Saturday, July 19, 2014

Book Review: Tom Robbins: The Kindle Singles Interview

I just finished reading the Kindle Single Interview with Tom Robbins. It's a lot like catching up with an old friend. I started reading Robbin's books over thirty years ago when I picked up a copy of Even Cowgirls Get the Blues.

It was new. It was exciting. It was the seventies. And here was this guy with a crazy writing style all of his own. It was like rediscovering Hunter Thompson, but this time he was writing fiction.



The interview was conducted by Mara Altman, and she does a great job keeping up with Robbins. We learn a lot of things about Robbins, for example, his passion for mayonnaise; his fondness for champagne, for Paris, and especially for the bubbles in carbonated beverages as they crash against his tongue, lips, and gums.
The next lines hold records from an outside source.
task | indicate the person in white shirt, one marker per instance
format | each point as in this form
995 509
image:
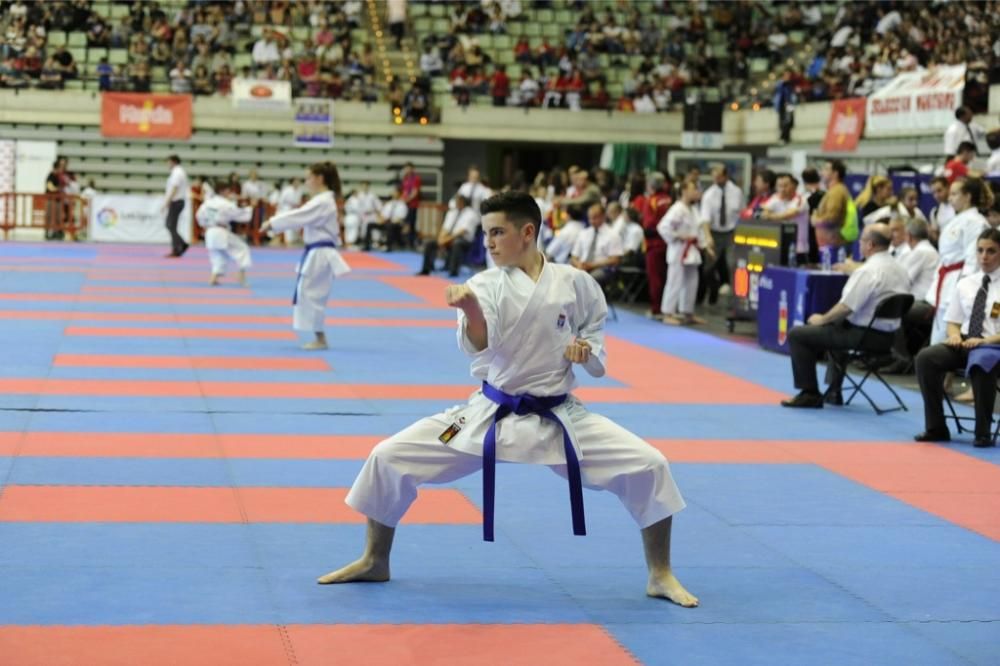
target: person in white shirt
215 215
173 204
786 205
389 226
360 210
527 325
973 323
474 190
625 223
685 234
921 264
962 129
844 326
721 204
942 212
598 249
456 236
289 197
321 263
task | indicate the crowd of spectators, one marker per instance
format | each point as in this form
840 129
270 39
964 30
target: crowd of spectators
193 49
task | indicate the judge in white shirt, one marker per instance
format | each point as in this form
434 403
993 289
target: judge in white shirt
962 129
391 219
598 249
721 204
173 204
625 223
360 210
973 318
921 265
456 236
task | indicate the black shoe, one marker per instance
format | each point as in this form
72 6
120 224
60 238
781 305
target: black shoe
933 436
805 399
899 367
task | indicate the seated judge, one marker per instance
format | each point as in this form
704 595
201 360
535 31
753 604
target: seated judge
843 326
973 320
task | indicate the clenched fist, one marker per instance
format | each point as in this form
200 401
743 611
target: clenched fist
461 296
578 352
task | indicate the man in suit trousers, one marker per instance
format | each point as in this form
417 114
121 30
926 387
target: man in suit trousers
973 319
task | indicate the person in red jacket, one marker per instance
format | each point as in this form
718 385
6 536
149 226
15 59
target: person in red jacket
656 205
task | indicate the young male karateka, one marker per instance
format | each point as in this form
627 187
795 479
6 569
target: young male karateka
685 233
525 324
215 215
321 262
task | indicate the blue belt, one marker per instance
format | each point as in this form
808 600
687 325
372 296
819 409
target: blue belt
302 264
522 405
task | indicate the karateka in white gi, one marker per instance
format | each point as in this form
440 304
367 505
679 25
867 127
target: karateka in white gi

We also learn a lot about Tom Robbins, the Writer. He's old fashioned, choosing to write with pencil and paper, rather than those new-fangled word processors. And, the way he writes would drive all of the writing advice coaches nuts. A good day for Robbins is to churn out one page, or maybe even one paragraph.

Listen to how he does it...

"I try never to leave a sentence until I think it's as good as I can make it. Then when I'm satisfied with that sentence, I go onto the next one."

On planning and outlining...

"Sometimes I start with a title, Even Cowgirls Get the Blues. I started with the title. I wrote the title and I turned the page over and I wrote the first sentence and I just went on from there."

On the business of writing...

"A novelist is in the same business that God is in. You're creating a world, universes, the people in them. I think that language is not the frosting it's the cake."

Of course, there's plenty more advice on writing, on LSD, on religion, and on living to be eighty-one.

I don't want to spoil it for anyone. Let's just say for 99 cents its a great MFA course for aspiring novelists, or just a way to catch up with an old friend.

The book is Tom Robbins: The Kindle Singles Interview by Mara Altman.